昨今のニュースを見ていると、今私たち個人が享受している平和な日常も、国という大きなグループのトップの行動次第で、あっという間に崩れてしまう可能性があるということをひしひしと感じる。恐ろしい。
会社にしろ、国にしろ、組織の一番上に立つ人は、権力があり、偉いわけではなくて、
その組織の皆が幸せに過ごせるように、あるいは同じ目的に向かって安心して進んでいけるように、心を配る義務を課され、組織を少しの間だけ、託されているだけなんだと思う。
どうか、お互いが大事にするものを認め合い、話し合い、仲良く暮らせる地球になりますように、と祈らずにはいられない。
一服の茶を点てながら、利休忌に思った。
伊東潤 「茶聖」を読みましたが、利休が秀吉にあまりにも近づき、信頼を得過ぎて・・・
武士でもないのに切腹だったのですね。
連日ウクライナとロシアの事が報道されておりますが心が痛みます。
トップの権力者の考え一つで、こんなバカげたことは起こらなかったはずです。
大宗匠のおっしゃる、「どうぞお先に」「お先にどうぞ」というお互いの気持ちこそが争いの芽を出させない事だと思います。

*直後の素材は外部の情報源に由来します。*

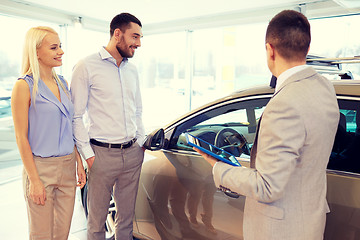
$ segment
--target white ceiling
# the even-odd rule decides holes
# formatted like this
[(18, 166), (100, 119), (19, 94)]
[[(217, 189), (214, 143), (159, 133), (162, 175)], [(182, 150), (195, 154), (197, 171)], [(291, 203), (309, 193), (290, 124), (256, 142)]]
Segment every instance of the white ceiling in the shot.
[(73, 24), (108, 32), (121, 12), (137, 16), (143, 32), (158, 33), (268, 21), (283, 9), (298, 9), (308, 17), (360, 13), (360, 0), (0, 0), (0, 14)]

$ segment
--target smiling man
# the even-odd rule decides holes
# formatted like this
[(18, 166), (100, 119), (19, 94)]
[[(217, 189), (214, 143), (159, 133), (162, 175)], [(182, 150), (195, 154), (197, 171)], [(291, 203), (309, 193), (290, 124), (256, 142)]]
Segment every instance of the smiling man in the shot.
[[(117, 210), (116, 239), (132, 239), (144, 127), (138, 73), (128, 58), (141, 46), (141, 27), (129, 13), (115, 16), (108, 45), (73, 70), (74, 137), (89, 169), (89, 240), (105, 239), (111, 195)], [(89, 128), (83, 123), (85, 112)]]

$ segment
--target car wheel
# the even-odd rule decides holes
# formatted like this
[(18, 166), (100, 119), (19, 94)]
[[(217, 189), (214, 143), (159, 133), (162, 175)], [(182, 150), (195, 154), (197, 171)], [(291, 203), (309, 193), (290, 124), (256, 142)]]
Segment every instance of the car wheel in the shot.
[[(88, 216), (88, 208), (87, 208), (87, 183), (85, 186), (81, 189), (81, 202), (84, 207), (85, 216), (87, 218)], [(105, 221), (105, 237), (106, 240), (115, 240), (115, 203), (113, 198), (111, 197), (110, 205), (109, 205), (109, 211), (108, 215), (106, 217)]]

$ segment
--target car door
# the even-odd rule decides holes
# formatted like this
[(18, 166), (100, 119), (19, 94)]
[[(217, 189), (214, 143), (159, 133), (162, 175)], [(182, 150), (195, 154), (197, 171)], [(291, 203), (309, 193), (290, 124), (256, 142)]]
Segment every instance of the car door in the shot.
[[(207, 106), (165, 130), (166, 150), (144, 160), (136, 208), (140, 233), (154, 239), (243, 239), (244, 196), (215, 187), (211, 166), (186, 142), (189, 132), (249, 166), (256, 124), (270, 95)], [(239, 141), (246, 139), (241, 146)]]
[(360, 239), (360, 98), (338, 97), (340, 122), (328, 164), (326, 240)]

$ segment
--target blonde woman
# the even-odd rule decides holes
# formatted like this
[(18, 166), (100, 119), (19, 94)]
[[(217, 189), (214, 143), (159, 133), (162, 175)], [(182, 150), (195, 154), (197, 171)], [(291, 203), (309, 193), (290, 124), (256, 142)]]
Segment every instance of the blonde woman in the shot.
[(73, 139), (74, 111), (67, 82), (54, 70), (62, 65), (63, 54), (52, 28), (31, 28), (25, 38), (22, 77), (11, 97), (24, 164), (29, 238), (36, 240), (68, 239), (75, 189), (86, 181)]

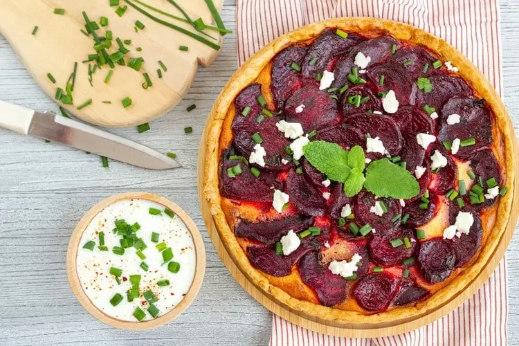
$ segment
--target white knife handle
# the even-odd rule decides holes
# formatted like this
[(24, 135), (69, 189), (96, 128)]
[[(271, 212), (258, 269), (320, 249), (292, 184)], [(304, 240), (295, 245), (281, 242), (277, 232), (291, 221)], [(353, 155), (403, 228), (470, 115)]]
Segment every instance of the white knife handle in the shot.
[(34, 111), (0, 100), (0, 127), (21, 134), (29, 132)]

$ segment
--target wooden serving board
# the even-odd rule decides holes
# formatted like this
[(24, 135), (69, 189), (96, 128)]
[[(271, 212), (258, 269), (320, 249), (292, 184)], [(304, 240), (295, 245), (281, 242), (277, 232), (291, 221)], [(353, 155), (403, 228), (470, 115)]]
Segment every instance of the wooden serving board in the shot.
[[(210, 117), (208, 120), (207, 124), (210, 124), (211, 121), (212, 119)], [(509, 122), (509, 124), (511, 127), (511, 122)], [(499, 245), (496, 247), (494, 253), (490, 257), (490, 260), (482, 268), (480, 275), (464, 289), (460, 290), (457, 295), (455, 296), (446, 304), (439, 306), (435, 310), (414, 320), (405, 320), (403, 322), (399, 321), (393, 324), (385, 324), (381, 325), (378, 328), (370, 329), (352, 329), (345, 327), (344, 326), (340, 326), (339, 325), (334, 325), (333, 322), (330, 321), (323, 321), (313, 317), (306, 316), (299, 311), (292, 311), (288, 307), (279, 303), (273, 298), (271, 297), (266, 292), (253, 284), (252, 282), (250, 281), (244, 273), (242, 273), (237, 266), (235, 260), (227, 251), (225, 245), (220, 239), (218, 230), (215, 224), (212, 215), (211, 215), (209, 204), (203, 196), (204, 161), (206, 157), (206, 147), (207, 145), (206, 138), (208, 131), (208, 125), (206, 125), (203, 135), (202, 136), (202, 140), (200, 142), (199, 152), (198, 194), (200, 200), (200, 208), (201, 209), (202, 216), (203, 217), (203, 220), (207, 226), (208, 233), (212, 241), (215, 248), (236, 281), (237, 281), (238, 283), (242, 285), (242, 286), (245, 289), (245, 290), (248, 292), (254, 299), (257, 300), (262, 305), (276, 315), (307, 329), (336, 336), (376, 338), (406, 333), (434, 322), (465, 302), (465, 301), (471, 298), (476, 291), (477, 291), (477, 289), (479, 289), (480, 287), (486, 282), (504, 255), (504, 253), (507, 251), (508, 245), (510, 243), (510, 240), (511, 240), (512, 235), (513, 235), (513, 231), (518, 221), (518, 215), (519, 215), (519, 184), (517, 183), (514, 185), (513, 189), (511, 189), (509, 192), (509, 193), (513, 193), (511, 214), (509, 219), (506, 230), (500, 239)], [(511, 133), (515, 134), (513, 129), (511, 129)], [(519, 147), (518, 147), (517, 139), (516, 138), (515, 135), (513, 135), (513, 142), (516, 158), (516, 167), (514, 170), (516, 172), (515, 181), (518, 181), (518, 179), (519, 179), (519, 173), (518, 173)]]
[[(158, 8), (167, 12), (183, 17), (182, 14), (166, 0), (143, 0), (146, 4)], [(201, 18), (204, 23), (213, 22), (211, 13), (204, 0), (176, 0), (193, 20)], [(214, 0), (221, 9), (223, 0)], [(128, 6), (120, 0), (120, 6)], [(142, 6), (141, 6), (142, 7)], [(54, 14), (55, 8), (64, 8), (65, 14)], [(133, 126), (158, 118), (178, 104), (189, 89), (194, 78), (198, 64), (207, 66), (216, 59), (219, 51), (201, 43), (181, 33), (153, 21), (131, 6), (120, 17), (116, 14), (117, 7), (110, 7), (109, 0), (0, 0), (0, 34), (3, 35), (21, 59), (29, 73), (45, 93), (55, 98), (56, 89), (64, 90), (73, 70), (74, 62), (78, 62), (74, 104), (64, 107), (78, 118), (95, 125), (120, 127)], [(182, 21), (147, 11), (178, 26), (195, 32), (192, 27)], [(104, 36), (107, 30), (113, 34), (112, 44), (117, 47), (116, 38), (131, 39), (130, 52), (125, 60), (142, 57), (145, 62), (138, 72), (127, 66), (116, 64), (113, 74), (108, 84), (104, 82), (109, 71), (104, 65), (93, 75), (91, 86), (88, 78), (88, 55), (95, 53), (91, 35), (85, 36), (85, 21), (82, 12), (85, 11), (91, 21), (99, 23), (101, 16), (109, 19), (109, 25), (100, 27), (96, 33)], [(145, 26), (138, 33), (134, 30), (136, 21)], [(35, 26), (39, 27), (33, 35)], [(217, 38), (212, 42), (221, 44), (221, 37), (217, 31), (206, 30)], [(181, 51), (181, 45), (189, 51)], [(142, 51), (136, 51), (141, 47)], [(115, 51), (113, 48), (109, 50)], [(167, 68), (159, 79), (156, 70), (161, 60)], [(143, 72), (147, 72), (153, 86), (145, 90)], [(56, 84), (47, 78), (52, 73)], [(125, 109), (121, 100), (129, 97), (133, 104)], [(91, 105), (78, 110), (78, 106), (93, 100)], [(111, 101), (104, 104), (102, 101)]]

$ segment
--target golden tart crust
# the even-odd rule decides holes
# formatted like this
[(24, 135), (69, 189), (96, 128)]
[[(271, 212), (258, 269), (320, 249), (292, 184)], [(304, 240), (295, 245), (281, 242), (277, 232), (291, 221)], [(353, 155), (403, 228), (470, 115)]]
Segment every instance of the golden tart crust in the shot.
[[(459, 68), (458, 75), (474, 89), (477, 96), (486, 100), (493, 113), (492, 151), (501, 167), (502, 185), (509, 192), (481, 215), (484, 236), (478, 253), (457, 268), (444, 282), (430, 285), (433, 294), (415, 306), (397, 307), (386, 311), (368, 313), (351, 300), (338, 307), (320, 304), (315, 293), (304, 285), (295, 268), (287, 276), (275, 277), (253, 266), (244, 248), (247, 240), (235, 237), (232, 230), (237, 217), (255, 219), (257, 212), (253, 208), (237, 208), (230, 200), (220, 195), (219, 165), (222, 151), (233, 139), (230, 124), (235, 115), (234, 100), (246, 86), (257, 82), (262, 85), (267, 102), (271, 93), (267, 90), (271, 61), (284, 48), (297, 43), (315, 39), (327, 28), (340, 28), (347, 33), (359, 33), (367, 37), (390, 35), (399, 41), (424, 46), (442, 61), (450, 61)], [(504, 232), (510, 215), (514, 184), (513, 138), (510, 120), (504, 105), (488, 80), (462, 54), (443, 39), (411, 26), (373, 18), (339, 18), (304, 26), (284, 35), (258, 51), (240, 67), (220, 93), (211, 111), (208, 122), (205, 158), (204, 195), (217, 226), (220, 239), (237, 266), (257, 287), (289, 309), (311, 318), (340, 323), (377, 324), (395, 320), (408, 320), (426, 315), (457, 295), (480, 273), (495, 250)], [(439, 212), (441, 212), (440, 210)], [(243, 247), (243, 248), (242, 248)], [(286, 293), (291, 292), (291, 295)]]

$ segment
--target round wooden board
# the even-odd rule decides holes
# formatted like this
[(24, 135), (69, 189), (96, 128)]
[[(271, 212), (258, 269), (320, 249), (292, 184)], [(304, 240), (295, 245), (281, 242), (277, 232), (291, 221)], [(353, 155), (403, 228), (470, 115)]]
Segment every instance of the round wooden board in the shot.
[[(80, 246), (81, 237), (83, 235), (84, 230), (90, 224), (92, 219), (102, 211), (103, 209), (117, 201), (125, 199), (145, 199), (152, 201), (161, 204), (172, 211), (175, 215), (178, 216), (180, 219), (182, 220), (182, 222), (185, 224), (185, 226), (191, 233), (191, 237), (193, 239), (194, 251), (196, 253), (197, 266), (194, 270), (194, 277), (193, 277), (193, 282), (191, 284), (191, 286), (183, 299), (182, 299), (175, 307), (164, 315), (160, 316), (153, 320), (145, 320), (143, 322), (129, 322), (119, 320), (107, 315), (100, 309), (98, 309), (90, 299), (89, 299), (88, 296), (83, 291), (76, 271), (78, 249)], [(191, 304), (198, 295), (198, 293), (200, 291), (200, 287), (202, 286), (205, 273), (206, 248), (203, 245), (203, 239), (202, 239), (202, 236), (200, 234), (200, 231), (197, 227), (197, 225), (188, 213), (179, 206), (171, 201), (168, 201), (164, 197), (148, 192), (127, 192), (116, 194), (108, 197), (93, 206), (88, 212), (86, 212), (75, 226), (74, 231), (72, 233), (72, 236), (71, 237), (71, 240), (69, 243), (69, 249), (66, 253), (66, 273), (69, 277), (69, 282), (70, 283), (72, 291), (74, 293), (74, 295), (78, 298), (80, 303), (81, 303), (81, 305), (82, 305), (85, 310), (86, 310), (91, 315), (100, 321), (111, 327), (115, 327), (116, 328), (132, 331), (149, 329), (151, 328), (160, 327), (167, 323), (182, 313), (186, 309), (188, 309), (188, 307)]]
[[(211, 118), (208, 119), (207, 124), (210, 124)], [(379, 336), (388, 336), (397, 335), (407, 331), (416, 329), (423, 327), (428, 323), (435, 321), (439, 318), (450, 313), (459, 305), (465, 302), (472, 295), (473, 295), (481, 286), (489, 279), (490, 275), (498, 266), (501, 259), (504, 255), (504, 253), (508, 248), (508, 244), (513, 235), (516, 224), (518, 220), (518, 208), (519, 208), (519, 184), (515, 184), (513, 189), (511, 189), (509, 193), (513, 193), (513, 201), (512, 203), (511, 214), (507, 225), (507, 229), (500, 239), (499, 246), (496, 248), (493, 255), (491, 257), (485, 266), (483, 267), (481, 273), (473, 280), (470, 284), (467, 285), (464, 290), (461, 290), (457, 295), (447, 302), (442, 306), (438, 307), (432, 312), (422, 316), (418, 318), (408, 320), (404, 323), (390, 325), (387, 324), (381, 326), (379, 328), (370, 329), (352, 329), (345, 328), (339, 325), (332, 325), (332, 323), (327, 321), (318, 320), (311, 316), (304, 316), (297, 311), (291, 311), (288, 307), (285, 307), (276, 302), (273, 298), (266, 294), (264, 291), (259, 289), (244, 275), (240, 269), (236, 266), (233, 258), (225, 248), (219, 237), (218, 230), (215, 224), (211, 215), (209, 205), (203, 196), (203, 172), (204, 172), (204, 158), (206, 157), (206, 138), (208, 127), (206, 125), (202, 136), (202, 140), (200, 142), (200, 149), (199, 152), (198, 160), (198, 194), (200, 199), (200, 208), (203, 217), (203, 220), (208, 229), (209, 236), (212, 241), (218, 255), (221, 258), (224, 264), (236, 281), (238, 282), (254, 299), (257, 300), (266, 309), (282, 317), (285, 320), (318, 333), (333, 335), (336, 336), (346, 336), (349, 338), (375, 338)], [(515, 134), (513, 129), (511, 129), (511, 134)], [(515, 181), (518, 181), (519, 174), (518, 174), (518, 163), (519, 163), (519, 150), (518, 149), (517, 139), (513, 136), (513, 142), (515, 152)]]

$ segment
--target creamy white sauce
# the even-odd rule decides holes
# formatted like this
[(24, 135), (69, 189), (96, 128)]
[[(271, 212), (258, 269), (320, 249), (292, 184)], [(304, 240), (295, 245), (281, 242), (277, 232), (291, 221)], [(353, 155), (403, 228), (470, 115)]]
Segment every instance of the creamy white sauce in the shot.
[[(120, 201), (109, 206), (93, 218), (80, 242), (76, 269), (83, 291), (98, 309), (119, 320), (137, 322), (133, 316), (136, 307), (146, 314), (143, 320), (153, 319), (147, 311), (149, 304), (142, 295), (147, 290), (152, 290), (158, 299), (154, 303), (159, 310), (157, 317), (164, 315), (183, 300), (194, 277), (197, 259), (189, 230), (178, 216), (172, 219), (163, 212), (162, 215), (152, 215), (149, 212), (149, 208), (165, 209), (163, 206), (143, 199)], [(134, 247), (125, 248), (122, 255), (112, 252), (113, 246), (120, 246), (119, 239), (122, 236), (118, 236), (112, 230), (115, 227), (114, 221), (121, 219), (130, 225), (135, 222), (140, 225), (140, 229), (136, 234), (147, 246), (143, 253), (146, 255), (143, 260), (149, 267), (148, 271), (140, 268), (143, 260), (137, 256)], [(104, 245), (108, 247), (108, 251), (98, 248), (99, 232), (104, 233)], [(152, 242), (152, 232), (160, 234), (158, 243)], [(91, 240), (95, 242), (93, 251), (83, 248)], [(167, 270), (167, 264), (161, 265), (162, 253), (155, 246), (163, 242), (173, 251), (172, 260), (180, 264), (180, 271), (176, 273)], [(122, 271), (120, 285), (117, 284), (115, 277), (110, 275), (111, 267)], [(140, 297), (128, 302), (126, 292), (131, 286), (129, 276), (136, 274), (141, 275)], [(169, 280), (170, 286), (158, 286), (157, 281), (161, 280)], [(110, 300), (116, 293), (120, 293), (123, 299), (113, 307)]]

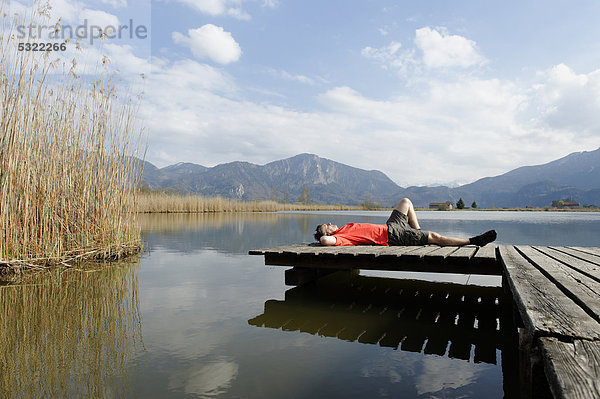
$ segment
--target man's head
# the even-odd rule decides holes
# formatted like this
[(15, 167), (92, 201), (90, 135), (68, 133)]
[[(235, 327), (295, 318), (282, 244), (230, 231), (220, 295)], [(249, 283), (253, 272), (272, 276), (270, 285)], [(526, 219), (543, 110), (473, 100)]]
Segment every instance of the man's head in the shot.
[(315, 240), (320, 241), (322, 236), (332, 235), (338, 227), (335, 224), (323, 223), (318, 224), (315, 229)]

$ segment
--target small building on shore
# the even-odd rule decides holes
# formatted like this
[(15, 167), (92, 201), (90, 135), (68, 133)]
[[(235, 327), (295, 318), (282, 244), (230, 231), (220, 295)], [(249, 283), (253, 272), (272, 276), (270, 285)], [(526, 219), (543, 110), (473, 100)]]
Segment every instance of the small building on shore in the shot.
[(452, 209), (453, 205), (452, 202), (450, 201), (446, 201), (446, 202), (430, 202), (429, 203), (429, 209)]
[(579, 202), (563, 202), (561, 208), (579, 208)]

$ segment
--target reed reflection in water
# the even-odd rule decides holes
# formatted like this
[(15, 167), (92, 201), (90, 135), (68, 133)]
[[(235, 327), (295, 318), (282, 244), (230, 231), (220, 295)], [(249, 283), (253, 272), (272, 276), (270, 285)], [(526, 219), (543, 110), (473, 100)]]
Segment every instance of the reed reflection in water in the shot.
[(141, 347), (136, 263), (29, 275), (0, 286), (0, 396), (130, 396)]

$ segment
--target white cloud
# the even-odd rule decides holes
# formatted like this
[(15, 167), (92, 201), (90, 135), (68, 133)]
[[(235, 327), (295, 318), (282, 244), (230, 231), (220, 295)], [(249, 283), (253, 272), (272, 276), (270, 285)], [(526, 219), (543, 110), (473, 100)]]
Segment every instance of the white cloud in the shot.
[[(440, 68), (467, 68), (484, 65), (474, 41), (458, 35), (449, 35), (446, 28), (424, 27), (415, 31), (415, 48), (402, 49), (398, 41), (387, 46), (367, 46), (361, 50), (365, 58), (376, 61), (384, 69), (397, 70), (404, 78), (416, 78), (424, 70)], [(417, 52), (417, 50), (419, 50)]]
[[(560, 110), (541, 99), (560, 103), (567, 88), (574, 91), (584, 82), (595, 87), (598, 73), (583, 79), (561, 68), (539, 77), (535, 88), (463, 76), (451, 82), (431, 79), (417, 96), (381, 100), (349, 86), (334, 87), (319, 96), (321, 110), (299, 112), (245, 100), (244, 90), (219, 68), (173, 63), (152, 74), (144, 110), (152, 131), (148, 160), (159, 166), (262, 164), (310, 152), (381, 170), (403, 186), (467, 183), (597, 148), (591, 133), (573, 140), (576, 131), (556, 134), (548, 118), (530, 114), (532, 104)], [(555, 87), (562, 88), (559, 96), (544, 94)], [(586, 115), (598, 124), (600, 107), (595, 107)], [(539, 115), (547, 114), (534, 116)]]
[(108, 4), (114, 8), (127, 7), (127, 0), (102, 0), (102, 3)]
[(279, 7), (279, 0), (263, 0), (262, 6), (269, 8)]
[[(395, 66), (400, 61), (398, 51), (402, 47), (400, 42), (391, 42), (382, 48), (365, 47), (361, 50), (361, 55), (366, 58), (370, 58), (381, 62), (384, 66), (391, 65)], [(399, 66), (399, 65), (397, 65)]]
[(242, 10), (242, 0), (178, 0), (203, 14), (211, 16), (228, 15), (237, 19), (250, 19)]
[(284, 79), (284, 80), (290, 80), (290, 81), (294, 81), (294, 82), (299, 82), (299, 83), (303, 83), (309, 86), (312, 86), (315, 84), (315, 81), (307, 76), (304, 75), (294, 75), (291, 74), (287, 71), (283, 71), (283, 70), (279, 70), (279, 69), (275, 69), (275, 68), (266, 68), (265, 71), (278, 79)]
[(543, 126), (578, 136), (600, 130), (600, 69), (577, 74), (564, 64), (540, 72), (528, 113)]
[(198, 59), (209, 58), (219, 64), (229, 64), (239, 60), (242, 55), (240, 45), (231, 33), (220, 26), (206, 24), (200, 28), (189, 29), (188, 35), (173, 32), (173, 41), (189, 47)]
[(89, 8), (81, 10), (79, 13), (79, 18), (82, 21), (87, 20), (88, 26), (96, 25), (101, 29), (112, 26), (113, 29), (116, 30), (120, 25), (119, 18), (117, 18), (115, 15), (100, 10), (91, 10)]
[(474, 41), (450, 35), (445, 28), (417, 29), (415, 44), (423, 52), (423, 62), (428, 68), (466, 68), (486, 63)]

お茶の世界では、政治の話、お金儲けの話はしてはいけないと言われておりますが、一言言いたいです
ね。苦しむのは一般の人々だという事を・・・。
茶聖は読んでいないのですが、、、
確かに商人の利休様が切腹、あの時代に。
秀吉は何を守ろうとしたのか、利休様は何を知っていたのか。
色々考えてしまいますね。
本当に日々の報道に心が痛みます。
同じ人間同士、お互い様、お先にどうぞの気持ちを忘れずにいたら、争いごともなくなるでしょうに。
自分が相手の立場だったらどうか、と想像力を働かせたら自然と答えは出そうですが。
茶道の世界、亭主は常に相手がどうしたら心地良いか、過ごしやすいかを考えるし、客も亭主の心配りを受け止め、感謝する。お互いを思いやる。
人間一人では生きていけないのだし、協力し合い、補い合い、感謝を持って暮らしたいですね。